The most popular type of nonprofit is the 501(c)3, called a “charity” by the IRS. A charity can either be a public charity or a private foundation. All 501(c)3 organizations are assumed to be private foundations unless they can pass the IRS's “public support test.” Qualifying as a public charity makes a 501(c)3 eligible for preferential tax treatment by the IRS not given to private foundations.
The IRS has a specific definition of the term “not-for-profit,” and it has noting to do with nonprofits. As Bruce Hopkins says in his book, , not-for-profit “...refers to an activity that is engaged in without a profit motive (that is, a hobby) where the expenses involved do not qualify for the business deduction.”
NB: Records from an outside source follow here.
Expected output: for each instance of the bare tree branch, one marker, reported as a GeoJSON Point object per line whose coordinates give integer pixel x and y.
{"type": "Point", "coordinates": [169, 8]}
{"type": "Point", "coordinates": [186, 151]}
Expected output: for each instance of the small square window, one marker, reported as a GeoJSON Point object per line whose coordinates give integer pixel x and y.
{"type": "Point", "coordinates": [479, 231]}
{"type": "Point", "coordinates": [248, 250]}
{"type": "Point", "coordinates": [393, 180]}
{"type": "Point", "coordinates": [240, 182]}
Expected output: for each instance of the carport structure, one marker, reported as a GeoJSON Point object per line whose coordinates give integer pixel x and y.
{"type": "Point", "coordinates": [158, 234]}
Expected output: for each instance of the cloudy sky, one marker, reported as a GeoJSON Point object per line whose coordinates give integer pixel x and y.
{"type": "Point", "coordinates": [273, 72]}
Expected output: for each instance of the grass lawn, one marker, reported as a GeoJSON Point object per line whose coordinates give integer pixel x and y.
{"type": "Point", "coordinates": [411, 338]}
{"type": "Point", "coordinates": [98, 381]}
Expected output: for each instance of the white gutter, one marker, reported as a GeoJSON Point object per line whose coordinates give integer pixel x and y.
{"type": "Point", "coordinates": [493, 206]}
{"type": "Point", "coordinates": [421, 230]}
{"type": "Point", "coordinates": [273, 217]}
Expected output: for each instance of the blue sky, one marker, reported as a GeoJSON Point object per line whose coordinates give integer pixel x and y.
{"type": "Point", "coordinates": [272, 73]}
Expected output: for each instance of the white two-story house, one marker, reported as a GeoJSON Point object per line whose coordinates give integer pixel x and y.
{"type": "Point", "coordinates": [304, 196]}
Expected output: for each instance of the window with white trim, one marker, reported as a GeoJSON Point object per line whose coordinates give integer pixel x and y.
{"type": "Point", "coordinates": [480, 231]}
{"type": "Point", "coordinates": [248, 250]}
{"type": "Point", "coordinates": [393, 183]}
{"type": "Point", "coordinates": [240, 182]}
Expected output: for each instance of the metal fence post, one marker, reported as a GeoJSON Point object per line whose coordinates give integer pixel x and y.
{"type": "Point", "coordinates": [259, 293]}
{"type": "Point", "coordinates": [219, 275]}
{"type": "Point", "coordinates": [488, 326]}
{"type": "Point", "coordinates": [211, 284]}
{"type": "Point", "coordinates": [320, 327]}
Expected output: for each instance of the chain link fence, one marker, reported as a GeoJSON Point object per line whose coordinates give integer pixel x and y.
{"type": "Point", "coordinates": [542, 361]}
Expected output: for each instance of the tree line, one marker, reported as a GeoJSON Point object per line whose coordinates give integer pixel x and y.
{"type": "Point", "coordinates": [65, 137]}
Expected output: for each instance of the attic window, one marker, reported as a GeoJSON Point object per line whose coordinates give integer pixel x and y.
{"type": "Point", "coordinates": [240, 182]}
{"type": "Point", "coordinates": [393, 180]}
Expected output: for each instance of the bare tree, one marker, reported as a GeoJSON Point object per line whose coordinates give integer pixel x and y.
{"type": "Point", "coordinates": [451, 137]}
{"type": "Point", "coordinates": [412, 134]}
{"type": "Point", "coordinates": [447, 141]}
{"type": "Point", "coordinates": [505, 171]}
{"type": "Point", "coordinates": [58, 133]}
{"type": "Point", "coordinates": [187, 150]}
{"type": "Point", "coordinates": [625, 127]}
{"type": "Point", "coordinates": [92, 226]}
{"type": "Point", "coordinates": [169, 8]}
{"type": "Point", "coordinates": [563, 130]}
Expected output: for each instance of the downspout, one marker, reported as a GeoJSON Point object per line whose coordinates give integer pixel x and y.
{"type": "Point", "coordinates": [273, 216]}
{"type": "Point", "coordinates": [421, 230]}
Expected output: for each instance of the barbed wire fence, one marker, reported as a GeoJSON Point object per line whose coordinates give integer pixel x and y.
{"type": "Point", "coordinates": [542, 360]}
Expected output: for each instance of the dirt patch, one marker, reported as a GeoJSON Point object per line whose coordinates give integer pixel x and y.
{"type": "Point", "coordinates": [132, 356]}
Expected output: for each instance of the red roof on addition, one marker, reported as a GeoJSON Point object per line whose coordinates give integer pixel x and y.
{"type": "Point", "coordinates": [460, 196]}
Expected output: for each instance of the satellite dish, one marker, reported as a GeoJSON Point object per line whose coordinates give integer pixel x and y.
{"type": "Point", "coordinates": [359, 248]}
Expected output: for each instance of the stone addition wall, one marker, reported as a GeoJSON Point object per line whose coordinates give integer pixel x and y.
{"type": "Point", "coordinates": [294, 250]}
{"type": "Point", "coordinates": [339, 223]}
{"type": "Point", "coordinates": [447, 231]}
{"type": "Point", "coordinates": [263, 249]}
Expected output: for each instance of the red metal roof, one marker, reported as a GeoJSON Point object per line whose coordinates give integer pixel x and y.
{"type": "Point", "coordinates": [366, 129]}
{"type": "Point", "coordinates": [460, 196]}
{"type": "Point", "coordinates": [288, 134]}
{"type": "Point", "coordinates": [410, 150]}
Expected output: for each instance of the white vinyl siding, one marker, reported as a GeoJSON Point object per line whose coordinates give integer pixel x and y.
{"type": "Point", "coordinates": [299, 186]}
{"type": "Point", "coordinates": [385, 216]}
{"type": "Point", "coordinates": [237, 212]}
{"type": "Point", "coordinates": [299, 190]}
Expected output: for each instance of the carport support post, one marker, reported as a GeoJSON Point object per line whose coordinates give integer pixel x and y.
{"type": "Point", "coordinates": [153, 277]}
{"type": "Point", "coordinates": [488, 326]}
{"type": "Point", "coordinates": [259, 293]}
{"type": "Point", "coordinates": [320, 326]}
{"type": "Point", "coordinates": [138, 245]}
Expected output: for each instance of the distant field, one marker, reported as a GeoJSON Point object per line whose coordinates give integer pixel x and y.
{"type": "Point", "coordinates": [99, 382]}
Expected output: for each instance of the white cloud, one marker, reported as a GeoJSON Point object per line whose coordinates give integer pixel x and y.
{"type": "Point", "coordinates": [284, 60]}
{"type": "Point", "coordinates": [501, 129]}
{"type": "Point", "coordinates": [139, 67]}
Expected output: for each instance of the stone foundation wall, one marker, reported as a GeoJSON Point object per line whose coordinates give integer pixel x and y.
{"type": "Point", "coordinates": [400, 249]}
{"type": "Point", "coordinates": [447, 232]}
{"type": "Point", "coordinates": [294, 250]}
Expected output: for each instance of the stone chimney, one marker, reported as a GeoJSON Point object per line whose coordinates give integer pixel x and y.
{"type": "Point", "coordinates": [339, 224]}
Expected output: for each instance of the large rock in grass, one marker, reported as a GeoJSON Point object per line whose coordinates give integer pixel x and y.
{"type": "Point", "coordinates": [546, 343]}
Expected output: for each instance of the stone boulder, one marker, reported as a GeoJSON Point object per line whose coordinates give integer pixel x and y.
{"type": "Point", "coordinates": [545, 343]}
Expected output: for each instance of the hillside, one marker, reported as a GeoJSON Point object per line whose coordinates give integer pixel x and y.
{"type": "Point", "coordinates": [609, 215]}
According to Google, there are over 3,000 references to "not-for-profit" on the IRS web site, and almost none of them are related to charities and nonprofits. [We say "almost" because we found two uses of the term in IRS Publication 557, dealing with community trusts.]
We like the IRS distinctions because they are national in focus; i.e., they apply to all US organizations rather than changing on a state-by-state basis.
We can often tell a person’s professional or geographic background based on their use of the terms:
not-for-profit – often misused by financial professionals and others with a business or finance background in the US to describe nonprofits of all types. Alternatively, some use the term to describe nonprofits which are not charities, and use the term nonprofit as a synonym for charity. "Not-for-profit" is incorrect terminology to use when speaking of charitable or other nonprofit organizations, except when speaking of state incorporation status in some states.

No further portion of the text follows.